Neste momento, alguém poderia perguntar se não me arrependo de ter me ocupado com algo
que me coloca diante da morte. A esse eu respondo que um homem deve levar em conta
apenas um aspecto de seus atos: se o que faz é justo ou não. A minha atividade não é outra
que conversar com todos, persuadindo as pessoas a não se preocuparem tanto com o corpo e
com as riquezas, mas antes com a alma, pois é só a partir da virtude que alcançamos a
felicidade. Se agindo assim corrompo a juventude, então tais preceitos seriam nocivos, o que é
um absurdo. Por tudo isso, Atenienses, quer me condenem a morte, quer me deixem partir, não
hei de fazer outra coisa, ainda que tenha de morrer muitas vezes.

Coreuta 3:

Corajoso Sócrates! O homem de valor morre uma única vez, mas o covarde morre muitas
vezes antes de morrer...

Arauto:

Que o júri delibere, e que o veredicto seja justo, para honra do tribunal heliasta e para honra de
Atenas.

[bate com o cajado. As luzes se apagam, ao fundo ouve-se um ruído de discussão)

Coreuta 4 [no escuro]:

Qual será o destino deste homem?
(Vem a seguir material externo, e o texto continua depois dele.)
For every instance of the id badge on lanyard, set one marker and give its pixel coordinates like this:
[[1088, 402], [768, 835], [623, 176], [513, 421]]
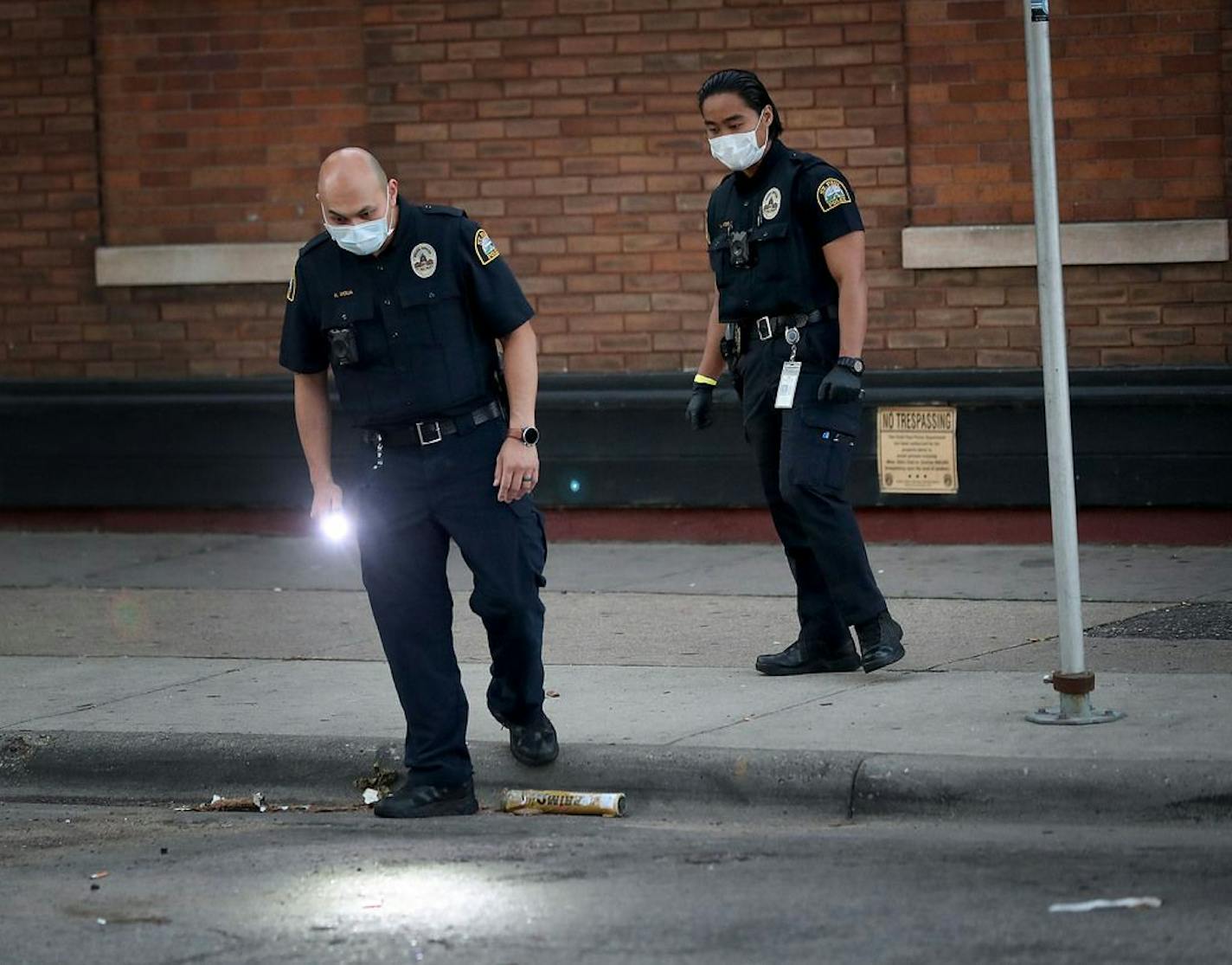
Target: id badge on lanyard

Ah, por que ainda perguntamos, se nosso coração já está
oprimido por uma certeza que não ousamos expressar? Talvez seja destino dos homens matar
a todos os que se elevam acima da massa informe, do grande rebanho que lentamente
caminha sem saber para onde. Ah, Sócrates! Ousaste perguntar pelo caminho correto e, pior,
tiveste a coragem de buscar segui-lo.

Qual o preço que pagará por isso?

Qual?

[a música aumenta.

Arauto:

"Culpado. Culpado por corromper a juventude e zombar dos deuses da cidade. Culpado. A
pena é a morte."
[A música cessa, a luz volta. Sócrates no meio do palco]

Sócrates:

Caros irmãos Atenienses que me condenaram, talvez achem que se eu houvesse me


empenhado mais na minha defesa, pudesse ter escapado. Engano! Minha condenação veio
não por falta de empenho, mas por me recusar a dizer o que gostariam de ouvir, súplicas e
lamentos, e muitas outras coisas que estão acostumados a ouvir daqueles que imploram
perante vós. Quantos homens não trouxeram aqui mulher e filhos, fazendo cenas de causar
vergonha, como se fosse um horror terem de morrer, como se houvessem de ser imortais se
vós não os condenásseis à morte. Não é tão difícil escapar da morte assim: mais difícil e
escapar da maldade e da vileza. Se houvesse feito algo parecido, não conseguiria viver,
definharia e me extinguiria, porque tal coisa não é digna de mim. Guardem o que lhes digo: se
imaginam que matando homens evitarão que os critiquem por sua vida de ignorância e vício,
estão enganados: aprendam que em vez de tapar a boca dos outros é necessário preparar-se
para ser o melhor possível. Para vós, que me condenastes, bastam essas palavras.

Coreuta 5:

"Agora, a infelicidade dos bons faz a felicidade dos maus, que governam com leis perversas.
Desaparece a nobreza de espírito, a desmedida e a vileza triunfam sobre a justiça." 4

Sócrates:

Aos que me absolveram, deixo os pensamentos de quem se encontra nos umbrais da morte:
vós também, senhores juízes, devem se preparar para a morte tendo a certeza que não há,
para o homem bom e virtuoso, nenhum mal, quer na vida, quer depois dela, e os deuses estão
sempre atentos ao nosso destino. Guiem suas vidas pela virtude, que todo o resto virá
naturalmente.

É chegada a hora de partirmos, eu para a morte, vós para a vida. Quem segue o melhor
caminho, se eu, se vós, é segredo para todos, menos para a divindade.

Coreutas 1, 2, 3, 4 e 5:

O que fizestes, Atenienses? O que fizemos? "Matastes, matastes o rouxinol das Musas, a
quem ninguém magoou!" 5 Mataste vosso filho dileto, Atenas, e, imitando-te, continuamos
ainda hoje a matar, se não de uma vez, mas aos poucos, todos aqueles que não são como
nós, que não marcham conosco e não partilham de nossas passadas.

Guardem a lembrança de Sócrates no fundo escuro de suas almas.